I am trying to setup a secure websocket server (wss://) in go using acme/autocert. The program starts, but when I try to connect to it I get the following error:
http: TLS handshake error from <IP>: acme/autocert:
unable to authorize "<my domain>"; challenge "tls-alpn-01" failed with error:
acme: authorization error for <my domain>: 403 urn:acme:error:unauthorized:
Cannot negotiate ALPN protocol "acme-tls/1" for tls-alpn-01 challenge
This is the code I am using to start the websocket server:
func Run() {
hub = newHub()
go hub.run()
mux := http.NewServeMux()
mux.HandleFunc("/ws", func(w http.ResponseWriter, r *http.Request) {
serveWs(hub, w, r)
})
certManager := autocert.Manager{
Prompt: autocert.AcceptTOS,
Cache: autocert.DirCache("certs"),
}
server := &http.Server{
Addr: ":8080",
Handler: mux,
TLSConfig: &tls.Config{
GetCertificate: certManager.GetCertificate,
},
}
go server.ListenAndServeTLS("", "")
}
It should automatically get a new certificate when there is none in the cache (certs folder). The error message tells me that there is a problem while negotiating the protocol when creating a new certificate.
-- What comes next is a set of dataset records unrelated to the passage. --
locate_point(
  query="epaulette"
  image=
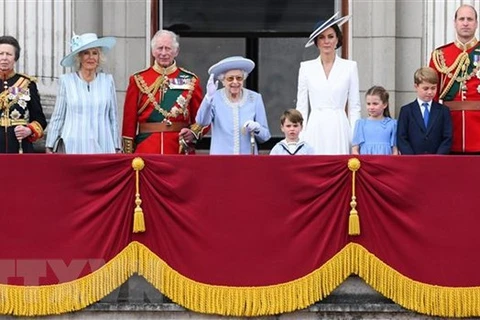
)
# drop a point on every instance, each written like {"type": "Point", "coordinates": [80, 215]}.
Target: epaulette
{"type": "Point", "coordinates": [140, 71]}
{"type": "Point", "coordinates": [445, 45]}
{"type": "Point", "coordinates": [26, 76]}
{"type": "Point", "coordinates": [189, 72]}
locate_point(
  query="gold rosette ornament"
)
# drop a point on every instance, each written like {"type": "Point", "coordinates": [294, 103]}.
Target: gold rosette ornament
{"type": "Point", "coordinates": [138, 219]}
{"type": "Point", "coordinates": [354, 219]}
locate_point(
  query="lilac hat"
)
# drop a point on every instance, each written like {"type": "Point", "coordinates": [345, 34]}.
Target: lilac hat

Do I need to add supported protocols somewhere?
I'm not sure what is your issue but trying to add the HostPolicy in order to let to the manager know which host is allowed to respond to. here an example https://github.com/kjk/go-cookbook/blob/master/free-ssl-certificates/main.go#L77
Note: as a suggestion try to use 443 or 8443 as a secure ports.